Ship Fever won the National Book Award for Fiction, a rare distinction for a book of stories. Actually, it was honored almost exclusively for the novella "Ship Fever" with which it concludes. The stories bound with it, mainly about scientists and science, are competent and original; "Ship Fever," however, is one of the greatest American novellas, in a class with work of Melville, James, and Faulkner. It traces the arrival of Nora Kynd, an Irish immigrant fleeing famine, who arrives in North America, not at Ellis Island, but in Canada at Grosse Island in the St. Lawrence River near Quebec. There, near death from Ship Fever (Typhus), she is separated from her younger brothers and remains to nurse the dying young physician whose care has saved her life. The novella ends in a striking episode in which she sets out alone for Detroit. One of the best examples of contemporary historical fiction, it, in its portrayal of immigrant experience, is stunning.

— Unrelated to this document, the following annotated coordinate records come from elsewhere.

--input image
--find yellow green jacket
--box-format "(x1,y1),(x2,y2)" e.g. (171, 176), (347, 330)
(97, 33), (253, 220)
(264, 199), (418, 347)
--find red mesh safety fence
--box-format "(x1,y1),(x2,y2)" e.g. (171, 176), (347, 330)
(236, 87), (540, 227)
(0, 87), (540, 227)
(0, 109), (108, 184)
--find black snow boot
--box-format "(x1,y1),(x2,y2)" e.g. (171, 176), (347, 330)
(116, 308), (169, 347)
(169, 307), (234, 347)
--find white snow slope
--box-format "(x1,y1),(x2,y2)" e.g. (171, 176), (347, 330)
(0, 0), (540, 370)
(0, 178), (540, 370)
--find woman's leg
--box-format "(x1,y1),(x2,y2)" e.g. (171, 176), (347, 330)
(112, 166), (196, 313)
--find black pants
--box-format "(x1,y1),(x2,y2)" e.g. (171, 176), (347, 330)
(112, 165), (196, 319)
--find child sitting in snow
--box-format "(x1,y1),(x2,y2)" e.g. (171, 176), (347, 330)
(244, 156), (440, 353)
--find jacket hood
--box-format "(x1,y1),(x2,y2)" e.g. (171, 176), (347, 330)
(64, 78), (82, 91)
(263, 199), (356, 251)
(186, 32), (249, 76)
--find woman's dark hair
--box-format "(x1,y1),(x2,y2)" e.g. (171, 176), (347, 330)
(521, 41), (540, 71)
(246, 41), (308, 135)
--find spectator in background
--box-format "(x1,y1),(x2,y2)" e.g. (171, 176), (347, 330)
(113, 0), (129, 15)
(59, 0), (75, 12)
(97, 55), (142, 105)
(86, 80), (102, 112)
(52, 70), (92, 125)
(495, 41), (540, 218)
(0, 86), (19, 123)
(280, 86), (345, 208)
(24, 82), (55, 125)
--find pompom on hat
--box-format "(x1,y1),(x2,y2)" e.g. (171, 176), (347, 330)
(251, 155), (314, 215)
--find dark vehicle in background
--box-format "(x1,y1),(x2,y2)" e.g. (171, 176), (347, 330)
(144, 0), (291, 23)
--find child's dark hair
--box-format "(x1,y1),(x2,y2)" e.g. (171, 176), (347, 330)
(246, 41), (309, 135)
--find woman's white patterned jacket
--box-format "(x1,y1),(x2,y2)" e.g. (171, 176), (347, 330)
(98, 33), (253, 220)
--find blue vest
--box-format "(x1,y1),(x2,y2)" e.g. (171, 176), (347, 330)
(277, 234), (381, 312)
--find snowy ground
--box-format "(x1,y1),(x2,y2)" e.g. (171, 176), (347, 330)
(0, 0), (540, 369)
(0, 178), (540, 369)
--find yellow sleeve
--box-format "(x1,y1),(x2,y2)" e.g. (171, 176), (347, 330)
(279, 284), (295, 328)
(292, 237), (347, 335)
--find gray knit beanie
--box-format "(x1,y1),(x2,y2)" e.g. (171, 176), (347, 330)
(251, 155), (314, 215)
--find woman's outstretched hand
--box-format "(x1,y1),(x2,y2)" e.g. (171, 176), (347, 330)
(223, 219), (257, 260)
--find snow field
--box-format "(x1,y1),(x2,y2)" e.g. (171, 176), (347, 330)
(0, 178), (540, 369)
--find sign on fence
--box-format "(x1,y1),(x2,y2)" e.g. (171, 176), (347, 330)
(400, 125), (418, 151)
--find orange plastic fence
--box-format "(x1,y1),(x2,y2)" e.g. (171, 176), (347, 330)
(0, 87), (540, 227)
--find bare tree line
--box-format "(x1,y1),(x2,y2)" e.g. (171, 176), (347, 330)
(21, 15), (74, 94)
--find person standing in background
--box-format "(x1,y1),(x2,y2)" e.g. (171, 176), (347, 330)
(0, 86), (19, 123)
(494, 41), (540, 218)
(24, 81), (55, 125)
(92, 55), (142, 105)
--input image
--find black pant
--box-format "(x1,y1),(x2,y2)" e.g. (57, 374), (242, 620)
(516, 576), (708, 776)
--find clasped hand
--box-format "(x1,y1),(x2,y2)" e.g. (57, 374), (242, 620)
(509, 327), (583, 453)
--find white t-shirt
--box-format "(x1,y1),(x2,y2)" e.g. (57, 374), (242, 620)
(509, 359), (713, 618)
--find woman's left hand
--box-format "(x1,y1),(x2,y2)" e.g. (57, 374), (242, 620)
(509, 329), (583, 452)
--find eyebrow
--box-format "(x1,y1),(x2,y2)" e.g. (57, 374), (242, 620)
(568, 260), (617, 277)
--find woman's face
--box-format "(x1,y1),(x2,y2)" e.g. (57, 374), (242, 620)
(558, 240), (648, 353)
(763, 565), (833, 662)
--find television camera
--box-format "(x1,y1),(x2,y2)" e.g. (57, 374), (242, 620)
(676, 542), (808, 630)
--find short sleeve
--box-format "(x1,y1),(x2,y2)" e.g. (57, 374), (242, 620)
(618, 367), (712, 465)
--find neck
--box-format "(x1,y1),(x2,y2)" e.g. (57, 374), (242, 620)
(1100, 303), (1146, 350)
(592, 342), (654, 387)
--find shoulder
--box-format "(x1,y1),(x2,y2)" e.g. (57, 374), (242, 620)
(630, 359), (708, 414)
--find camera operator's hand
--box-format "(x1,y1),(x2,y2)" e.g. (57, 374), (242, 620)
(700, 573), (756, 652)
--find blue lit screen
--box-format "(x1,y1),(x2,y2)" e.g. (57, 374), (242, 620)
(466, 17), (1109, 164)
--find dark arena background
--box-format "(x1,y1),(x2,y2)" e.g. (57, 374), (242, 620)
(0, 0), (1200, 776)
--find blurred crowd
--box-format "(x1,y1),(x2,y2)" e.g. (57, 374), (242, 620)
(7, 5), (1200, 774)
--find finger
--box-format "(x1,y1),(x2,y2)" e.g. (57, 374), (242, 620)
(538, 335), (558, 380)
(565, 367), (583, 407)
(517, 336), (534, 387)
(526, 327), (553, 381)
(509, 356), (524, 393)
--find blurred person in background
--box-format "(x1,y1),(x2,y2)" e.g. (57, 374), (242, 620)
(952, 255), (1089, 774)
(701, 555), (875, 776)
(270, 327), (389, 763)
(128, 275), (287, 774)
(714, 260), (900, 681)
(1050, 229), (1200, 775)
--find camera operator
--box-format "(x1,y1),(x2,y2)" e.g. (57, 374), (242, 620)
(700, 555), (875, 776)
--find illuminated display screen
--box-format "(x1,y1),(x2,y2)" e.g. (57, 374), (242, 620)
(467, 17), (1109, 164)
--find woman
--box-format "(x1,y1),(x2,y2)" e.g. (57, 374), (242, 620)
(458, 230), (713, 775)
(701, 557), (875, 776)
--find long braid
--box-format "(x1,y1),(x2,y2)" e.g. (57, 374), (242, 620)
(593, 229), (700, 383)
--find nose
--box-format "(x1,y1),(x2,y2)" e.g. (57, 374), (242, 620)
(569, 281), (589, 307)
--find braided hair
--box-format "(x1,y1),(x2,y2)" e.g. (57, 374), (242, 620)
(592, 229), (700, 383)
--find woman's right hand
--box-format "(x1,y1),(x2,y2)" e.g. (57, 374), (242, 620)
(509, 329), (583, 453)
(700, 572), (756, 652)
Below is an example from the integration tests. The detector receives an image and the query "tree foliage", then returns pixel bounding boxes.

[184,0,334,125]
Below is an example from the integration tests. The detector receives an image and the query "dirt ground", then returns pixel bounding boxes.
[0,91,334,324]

Nora, at later stages in her life will reappear in other books by Andrea Barrett, notably Servants of the Map. One of her lost brothers survives resourcefully in her impressive novel The Voyage of the Narwhal.
I particularly enjoyed "Ship Fever", set on Grosse Isle during the Irish emigration. It tells the story of a young doctor and the incredibly awful conditions to which the Irish were subjected as a result of political decisions in London. Other stories also involve historical figures and are science related.
Andrea Barrett's incredibly crafted, complex, crystallized stories evoke a surprising amount of emotion in the limited space of a short story. Each involves some aspect of the history and revelations of science as a framework for an exposition of human weakness, desire, passion, longing and endeavor.